The headline reads: “Binuksang 100,000 passport appointment slots ng DFA, agad naubos.” (100,000 passport appointment slots immediately used up.)
This confirms the complaint of Palabyab that “within minutes of May 28, 2018, all available slots for June and July 2018 mysteriously vanished.”
It turns out that the reason for the “mysterious” disappearance of the appointment slots is that they are cornered by travel agency fixers who openly pitch their services on social media:
“Rush Passport Appointment Slot. Legit not a scam. Pm lang po. Para lang po sa mga busy at hindi mkakuha ng appointment, mga maayos kausap at sure na magbabayad! Appointment first before payment para iwas hinala! Pm is the keyyy. Salamat promise “
To be sure, the DFA has warned the public against dealing with fixers, pointing out that many have come to grief after parting with their money.
One news item released by the DFA detailed the scams being perpetrated by the fixers:
“They fill-up application forms and then put fake barcodes and appointment details. When applicants go to consular offices, they find out they were sold fake slots.
“The second scheme involves fixers making those entitled to use the courtesy lane believe they need an appointment for passport application.
“Under existing guidelines, seniors, minors 7 years and below, persons with disabilities, single parents (with Solo Parent ID) and their minor children, pregnant women with medical certificate, and migrant workers with sufficient proof of status may apply for passports at DFA consular offices without online appointments. So they pay enterprising individuals and they get referred to the courtesy lane.
“The third scam is obtaining endorsements from government agencies. He said a fixer could be working in cahoots with government employees or that the offices genuinely give endorsements without knowing that these are being sold.

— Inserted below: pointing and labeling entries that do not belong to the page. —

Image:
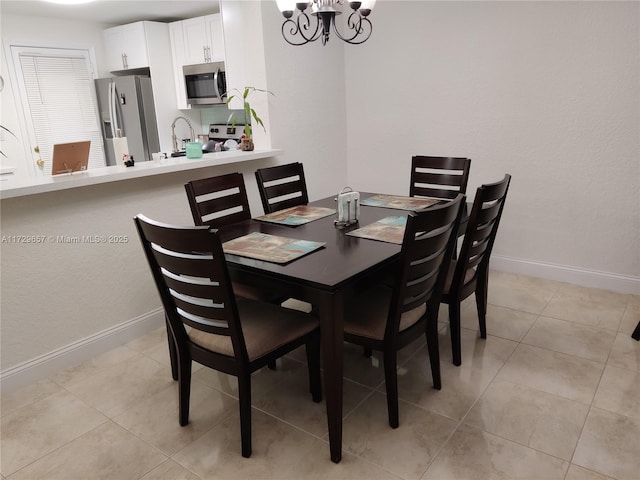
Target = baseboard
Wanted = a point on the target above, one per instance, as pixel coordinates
(561, 273)
(80, 351)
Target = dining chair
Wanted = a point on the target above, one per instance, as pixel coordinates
(210, 325)
(389, 318)
(439, 177)
(282, 186)
(469, 273)
(220, 201)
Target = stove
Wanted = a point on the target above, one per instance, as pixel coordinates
(220, 133)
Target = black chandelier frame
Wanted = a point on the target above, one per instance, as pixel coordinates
(297, 31)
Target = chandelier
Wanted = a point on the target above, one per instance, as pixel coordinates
(303, 29)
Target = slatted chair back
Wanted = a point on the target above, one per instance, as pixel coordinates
(282, 186)
(218, 201)
(191, 275)
(439, 177)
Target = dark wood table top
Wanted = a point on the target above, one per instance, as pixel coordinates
(343, 259)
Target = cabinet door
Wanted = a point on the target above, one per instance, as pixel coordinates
(178, 54)
(195, 40)
(126, 47)
(135, 45)
(114, 43)
(216, 37)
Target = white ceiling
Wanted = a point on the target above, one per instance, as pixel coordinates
(115, 12)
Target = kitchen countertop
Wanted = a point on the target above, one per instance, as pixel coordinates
(17, 187)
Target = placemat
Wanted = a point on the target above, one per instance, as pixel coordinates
(270, 248)
(399, 202)
(387, 229)
(297, 215)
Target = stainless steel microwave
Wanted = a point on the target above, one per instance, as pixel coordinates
(206, 83)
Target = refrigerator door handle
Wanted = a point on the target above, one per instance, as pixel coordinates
(114, 109)
(215, 84)
(113, 131)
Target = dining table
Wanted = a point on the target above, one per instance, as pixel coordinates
(327, 278)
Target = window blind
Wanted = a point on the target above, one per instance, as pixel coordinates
(59, 93)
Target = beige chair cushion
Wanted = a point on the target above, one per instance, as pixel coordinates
(366, 315)
(265, 327)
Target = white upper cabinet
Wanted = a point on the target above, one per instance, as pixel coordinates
(126, 47)
(193, 41)
(203, 39)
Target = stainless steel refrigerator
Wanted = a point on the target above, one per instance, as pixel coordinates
(126, 106)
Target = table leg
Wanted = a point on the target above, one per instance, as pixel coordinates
(331, 326)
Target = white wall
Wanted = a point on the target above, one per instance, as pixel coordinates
(546, 91)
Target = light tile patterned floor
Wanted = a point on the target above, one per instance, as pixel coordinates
(552, 393)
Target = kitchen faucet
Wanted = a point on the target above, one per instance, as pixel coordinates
(174, 139)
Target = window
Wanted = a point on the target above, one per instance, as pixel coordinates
(58, 100)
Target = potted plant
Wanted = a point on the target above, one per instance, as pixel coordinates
(249, 113)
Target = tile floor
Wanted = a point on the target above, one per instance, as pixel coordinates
(552, 393)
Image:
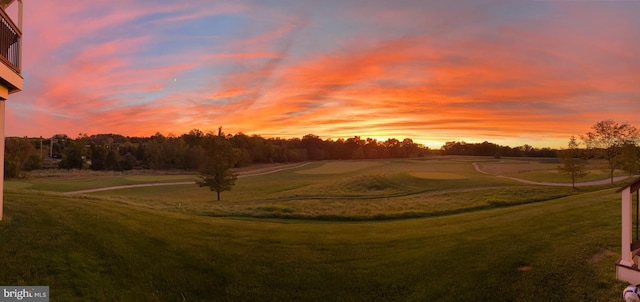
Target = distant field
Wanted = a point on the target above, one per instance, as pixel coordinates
(471, 237)
(545, 171)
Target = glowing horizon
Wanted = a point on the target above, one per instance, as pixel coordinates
(510, 73)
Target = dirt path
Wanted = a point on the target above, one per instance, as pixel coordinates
(242, 175)
(555, 184)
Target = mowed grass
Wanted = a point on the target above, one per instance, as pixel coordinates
(89, 249)
(545, 170)
(471, 237)
(384, 190)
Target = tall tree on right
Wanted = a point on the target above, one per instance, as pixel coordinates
(608, 138)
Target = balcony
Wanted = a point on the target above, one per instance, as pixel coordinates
(10, 51)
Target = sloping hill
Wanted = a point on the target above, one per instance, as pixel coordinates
(102, 249)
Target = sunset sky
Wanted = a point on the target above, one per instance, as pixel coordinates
(510, 72)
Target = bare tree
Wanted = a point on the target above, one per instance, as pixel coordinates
(216, 172)
(573, 163)
(608, 138)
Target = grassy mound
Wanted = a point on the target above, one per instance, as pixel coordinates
(88, 248)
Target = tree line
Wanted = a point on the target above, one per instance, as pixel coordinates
(189, 151)
(490, 149)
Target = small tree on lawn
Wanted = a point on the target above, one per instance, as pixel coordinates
(609, 137)
(572, 162)
(216, 172)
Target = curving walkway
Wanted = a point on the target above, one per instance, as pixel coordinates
(555, 184)
(246, 174)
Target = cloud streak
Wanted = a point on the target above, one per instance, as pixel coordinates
(513, 73)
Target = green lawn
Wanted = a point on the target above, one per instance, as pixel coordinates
(130, 245)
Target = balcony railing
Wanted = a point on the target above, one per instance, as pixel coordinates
(10, 37)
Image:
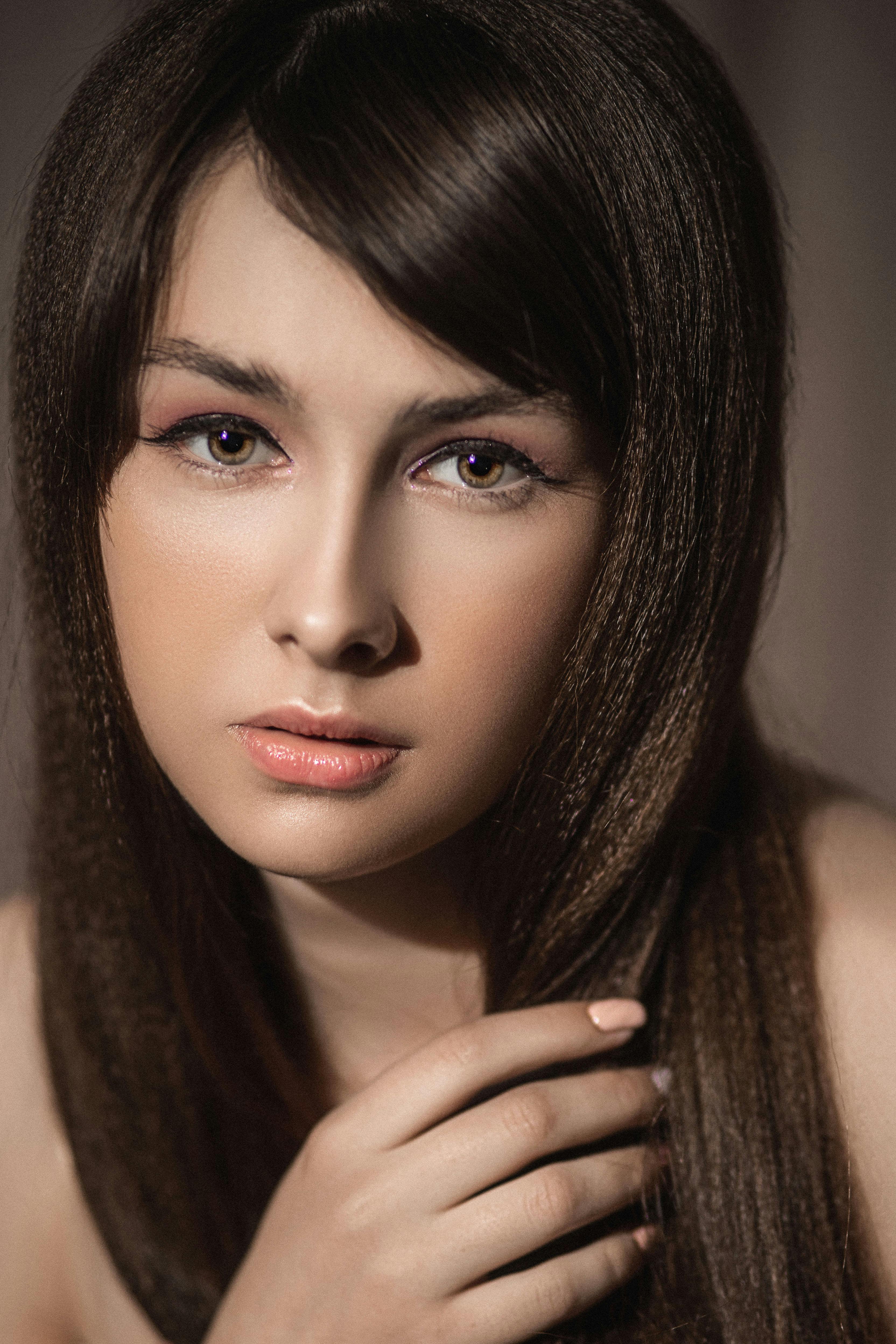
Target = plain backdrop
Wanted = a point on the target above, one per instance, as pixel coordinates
(819, 79)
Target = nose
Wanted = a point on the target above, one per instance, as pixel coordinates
(331, 600)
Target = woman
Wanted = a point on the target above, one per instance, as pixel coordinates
(399, 401)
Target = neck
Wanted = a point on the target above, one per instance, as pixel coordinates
(387, 962)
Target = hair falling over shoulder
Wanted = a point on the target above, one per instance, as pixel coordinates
(569, 195)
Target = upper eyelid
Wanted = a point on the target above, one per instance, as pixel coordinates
(209, 420)
(455, 448)
(451, 448)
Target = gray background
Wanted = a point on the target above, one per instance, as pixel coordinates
(819, 77)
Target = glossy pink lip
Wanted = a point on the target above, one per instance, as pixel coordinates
(323, 751)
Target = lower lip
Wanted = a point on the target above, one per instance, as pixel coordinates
(320, 763)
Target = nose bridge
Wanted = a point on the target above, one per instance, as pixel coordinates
(332, 593)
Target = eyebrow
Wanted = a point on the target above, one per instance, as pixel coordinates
(256, 381)
(499, 400)
(252, 379)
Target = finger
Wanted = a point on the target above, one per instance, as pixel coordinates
(445, 1074)
(516, 1307)
(531, 1212)
(495, 1140)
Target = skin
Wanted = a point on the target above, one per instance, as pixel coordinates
(346, 566)
(342, 577)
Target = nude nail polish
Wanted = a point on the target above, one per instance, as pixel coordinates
(617, 1015)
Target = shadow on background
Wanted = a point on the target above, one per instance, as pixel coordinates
(819, 79)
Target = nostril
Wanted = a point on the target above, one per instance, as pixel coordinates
(359, 656)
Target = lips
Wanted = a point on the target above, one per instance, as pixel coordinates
(331, 751)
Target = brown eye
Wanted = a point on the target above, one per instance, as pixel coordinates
(480, 471)
(231, 447)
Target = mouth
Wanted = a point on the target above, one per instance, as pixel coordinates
(295, 745)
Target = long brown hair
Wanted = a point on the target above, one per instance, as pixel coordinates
(567, 194)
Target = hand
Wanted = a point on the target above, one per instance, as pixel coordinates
(397, 1208)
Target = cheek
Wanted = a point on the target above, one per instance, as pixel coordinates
(498, 619)
(182, 584)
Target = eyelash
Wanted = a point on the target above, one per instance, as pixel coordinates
(185, 429)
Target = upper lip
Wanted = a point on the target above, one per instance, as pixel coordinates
(311, 724)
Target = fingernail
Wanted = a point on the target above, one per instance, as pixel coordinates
(647, 1237)
(662, 1080)
(617, 1015)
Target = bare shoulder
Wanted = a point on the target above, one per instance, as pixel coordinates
(851, 862)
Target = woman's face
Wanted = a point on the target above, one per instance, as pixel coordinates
(343, 565)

“The last scheme is where a fixer fills out an online appointment form using the personal information of their clients. The fixers make it appear to the public that they have reserved slots or that they can easily get appointments for a fee. In fact, the DFA appointment system is free of charge.”
The DFA should do more than put out warnings to unwary scam victims. The termites in the passport section have to be exterminated and the conniving travel agencies and fixers should be penalized or banned from dealing with the department.
But most of all, citizens who want to apply for passports should plan way in advance of their intended overseas travel. And if they still persist in dealing with the fixers, they probably deserve their sad fate.
It takes two to pull off a bribery or a scam.
Greg B. Macabenta is an advertising and communications man shuttling between San Francisco and Manila and providing unique insights on issues from both perspectives.